Troutman Pepper

The trend of fintech companies seeking or acquiring U.S. banking licenses continues to build momentum, furthering the convergence of fintech and banking. More fintech companies are applying and being approved for banking licenses. Last March, the Federal Deposit Insurance Corporation (FDIC) gave the green light to an application from fintech firm Square to create an industrial bank in Utah. Last July, the Office of the Comptroller of the Currency (OCC) approved the national bank charter application of Varo Bank, N.A., a wholly-owned subsidiary of fintech Varo Money, Inc. Further, LendingClub recently completed its acquisition of Radius Bank, while SoFi, Figure, and Oportun all have charter applications for bank subsidiaries pending.

According to a recent announcement, the London-based fintech startup Revolut is applying for banking license in the U.S. The company has filed an application with the FDIC and California Department of Financial Protection and Innovation seeking a banking license from the state of California. After obtaining a charter in the U.S. and getting FDIC insurance, Revolut will be able to operate in the U.S. as an independent bank and offer what it describes as its “new and innovative” lending and savings products through its technology platform.

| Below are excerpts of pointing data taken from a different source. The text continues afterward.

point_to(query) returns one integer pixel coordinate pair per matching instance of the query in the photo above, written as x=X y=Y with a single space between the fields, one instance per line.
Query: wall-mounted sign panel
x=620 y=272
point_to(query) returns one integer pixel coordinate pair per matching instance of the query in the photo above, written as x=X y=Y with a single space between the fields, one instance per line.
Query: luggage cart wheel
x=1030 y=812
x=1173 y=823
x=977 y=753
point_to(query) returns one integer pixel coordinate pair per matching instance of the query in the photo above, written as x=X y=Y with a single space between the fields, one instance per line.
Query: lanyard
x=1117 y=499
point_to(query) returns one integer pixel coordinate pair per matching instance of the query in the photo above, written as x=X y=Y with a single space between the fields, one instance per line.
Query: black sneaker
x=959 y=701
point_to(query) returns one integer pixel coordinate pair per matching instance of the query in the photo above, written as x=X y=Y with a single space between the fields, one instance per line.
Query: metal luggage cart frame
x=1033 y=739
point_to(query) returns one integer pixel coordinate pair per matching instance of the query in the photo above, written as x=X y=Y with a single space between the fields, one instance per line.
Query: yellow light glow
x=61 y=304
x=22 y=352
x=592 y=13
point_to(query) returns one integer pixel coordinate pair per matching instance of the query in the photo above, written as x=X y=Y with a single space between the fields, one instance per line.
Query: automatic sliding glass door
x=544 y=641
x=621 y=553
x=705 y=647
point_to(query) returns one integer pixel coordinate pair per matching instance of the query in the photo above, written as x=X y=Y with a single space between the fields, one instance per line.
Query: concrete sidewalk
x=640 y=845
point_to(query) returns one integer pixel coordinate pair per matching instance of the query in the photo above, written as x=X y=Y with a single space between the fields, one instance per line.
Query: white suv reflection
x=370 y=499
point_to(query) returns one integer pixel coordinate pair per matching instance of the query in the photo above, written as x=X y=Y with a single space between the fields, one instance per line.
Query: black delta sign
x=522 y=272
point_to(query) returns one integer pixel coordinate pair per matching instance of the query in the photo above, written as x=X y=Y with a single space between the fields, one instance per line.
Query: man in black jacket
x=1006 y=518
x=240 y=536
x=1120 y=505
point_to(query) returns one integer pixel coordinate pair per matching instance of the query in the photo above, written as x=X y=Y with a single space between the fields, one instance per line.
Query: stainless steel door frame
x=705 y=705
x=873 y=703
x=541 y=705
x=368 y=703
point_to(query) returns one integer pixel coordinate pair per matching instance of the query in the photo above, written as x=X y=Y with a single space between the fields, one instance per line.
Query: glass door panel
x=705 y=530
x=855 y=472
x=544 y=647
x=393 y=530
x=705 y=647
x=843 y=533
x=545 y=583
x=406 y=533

The application process to secure a bank charter is a big step and will subject a fintech company to substantial regulation and oversight. Traditionally, fintech companies have partnered with banks to fulfill their customers banking needs behind their customer-facing platforms. Eliminating the need for partner banks means fintech companies can directly access lower-cost deposit funding and become their customers’ true provider of more financial services than ever.

For banks, this trend warrants observation. First, existing fintech partners of many banks may try to obtain a bank charter in the future, and banks should be prepared in the event a fintech partner suddenly becomes a potential competitor. Banks should also consider this possibility in negotiating program agreements with new fintech partners or renewing existing program agreements. As more fintechs operate without bank partners, banks may need to develop their own technologies and platforms capable of competing in business lines that in recent years have been the focus of fintech companies.